There are limitations, of course. Submerged can be completed in about four hours, so its world lacks the epic scope of modern sandbox games, especially when you encounter the invisible boundaries that limit your adventures. Graphics can also occasionally fizzle, especially as the game switches from day to night. And, obviously, there are those who will find it all a little boring.
For everyone else, and especially those clouded by reactionary media judgments, Submerged is worth a play. It obviously doesn't make a case for the end of violence in video games - and really, why should it? - but it's a wonderful alternative to the norm: a restrained, cathartic and almost hypnotic exploration of a gorgeously bleak world.
Beyond Eyes - in a sightless world
The most fascinating thing about video games - and I've harped on about this many times before - is how they let you live lives otherwise out of common grasp. Whether it's murderous gangsters, sporting superstars, stealthy secret agents, colossus-destroying fantasy heroes, the possibilities are endless, and by this point, it can seem that nearly all territory has been well mined.
That made Beyond Eyes (Tiger & Squid) an interesting idea on paper. In the game, available for PC, OS, Linux, PS4 and Xbox One, you play as Rei, a sheltered young blind girl who must venture outside her comfort zone in search of her lost cat. Your sightless world is a blank canvas, and it's only through memories, touch, sound and smell that surroundings begin to form in beautiful watercolour-like flourishes, so that eventually you can turn around and see entire areas fully realised.
Or do you? After all, memory can be deceiving, with scenes in the mind's eye changing dramatically without the benefit of sight. And that's unfortunately where the developer drops the ball: raindrops occasionally hamper Rei's abilities and barking dogs frighten her, but an opportunity to simulate the unsighted experience has been missed here.
Instead, we're given traces of a great game, let down by its limited story and a standard set of puzzles. The plot is quite bare-bones, which is compounded by its use of on-screen text to guide us. Worse, the gameplay hints at the confusion of a darkened world, through hampered memories and vague situations, but ends up as a multitude of generic fetch-and-carry missions.
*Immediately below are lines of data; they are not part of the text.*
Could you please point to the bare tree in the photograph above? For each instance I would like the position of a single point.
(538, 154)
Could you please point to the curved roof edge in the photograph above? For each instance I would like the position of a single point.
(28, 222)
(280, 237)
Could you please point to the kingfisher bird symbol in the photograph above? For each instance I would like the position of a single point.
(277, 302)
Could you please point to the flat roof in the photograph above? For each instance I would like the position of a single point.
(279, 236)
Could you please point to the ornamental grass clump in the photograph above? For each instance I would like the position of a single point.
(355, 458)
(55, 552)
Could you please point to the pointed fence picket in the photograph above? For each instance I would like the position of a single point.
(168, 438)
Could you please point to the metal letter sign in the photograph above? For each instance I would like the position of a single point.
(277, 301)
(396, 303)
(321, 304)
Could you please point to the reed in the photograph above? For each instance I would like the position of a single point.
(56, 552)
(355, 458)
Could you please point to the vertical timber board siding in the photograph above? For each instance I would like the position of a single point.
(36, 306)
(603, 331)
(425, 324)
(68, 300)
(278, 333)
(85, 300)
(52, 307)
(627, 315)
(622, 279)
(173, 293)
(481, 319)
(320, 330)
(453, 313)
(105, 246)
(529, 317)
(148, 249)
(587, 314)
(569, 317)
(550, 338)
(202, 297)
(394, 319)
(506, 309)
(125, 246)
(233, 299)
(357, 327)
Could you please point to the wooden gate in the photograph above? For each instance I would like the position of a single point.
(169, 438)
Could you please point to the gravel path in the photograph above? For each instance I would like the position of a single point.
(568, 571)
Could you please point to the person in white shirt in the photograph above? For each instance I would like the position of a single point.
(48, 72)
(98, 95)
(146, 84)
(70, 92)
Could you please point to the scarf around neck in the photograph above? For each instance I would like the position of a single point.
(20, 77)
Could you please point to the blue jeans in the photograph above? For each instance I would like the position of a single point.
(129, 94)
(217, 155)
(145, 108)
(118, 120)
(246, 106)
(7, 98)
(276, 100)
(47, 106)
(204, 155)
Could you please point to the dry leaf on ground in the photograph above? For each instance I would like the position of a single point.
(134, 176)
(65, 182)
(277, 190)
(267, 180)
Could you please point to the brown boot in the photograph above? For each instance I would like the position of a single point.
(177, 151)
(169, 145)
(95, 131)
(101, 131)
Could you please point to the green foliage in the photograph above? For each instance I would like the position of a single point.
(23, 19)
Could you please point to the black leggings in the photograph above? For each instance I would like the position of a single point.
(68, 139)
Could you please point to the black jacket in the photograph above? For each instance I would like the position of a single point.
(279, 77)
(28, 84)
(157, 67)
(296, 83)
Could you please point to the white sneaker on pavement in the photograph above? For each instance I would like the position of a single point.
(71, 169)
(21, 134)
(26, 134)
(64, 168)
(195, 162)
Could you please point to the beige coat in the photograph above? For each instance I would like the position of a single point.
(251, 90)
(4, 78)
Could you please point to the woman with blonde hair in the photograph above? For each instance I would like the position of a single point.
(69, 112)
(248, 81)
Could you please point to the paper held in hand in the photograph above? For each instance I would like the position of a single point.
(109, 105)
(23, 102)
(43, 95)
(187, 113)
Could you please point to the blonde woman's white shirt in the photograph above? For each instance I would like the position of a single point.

We're not angry with Beyond Eyes, just disappointed. As far as we know, no video game previously had ever tried to create the experience of being blind. But after playing through its frustrating three-hour running time, we kind of wish no game ever did.
Not everyone will agree, and a small but devoted cult has already started to gather behind the game. For those who've seen it all in the gaming world, the ability to be "blinded" by Beyond Eyes' innovative concept might seem effective. But for casual gamers, its shortcomings are easy to see.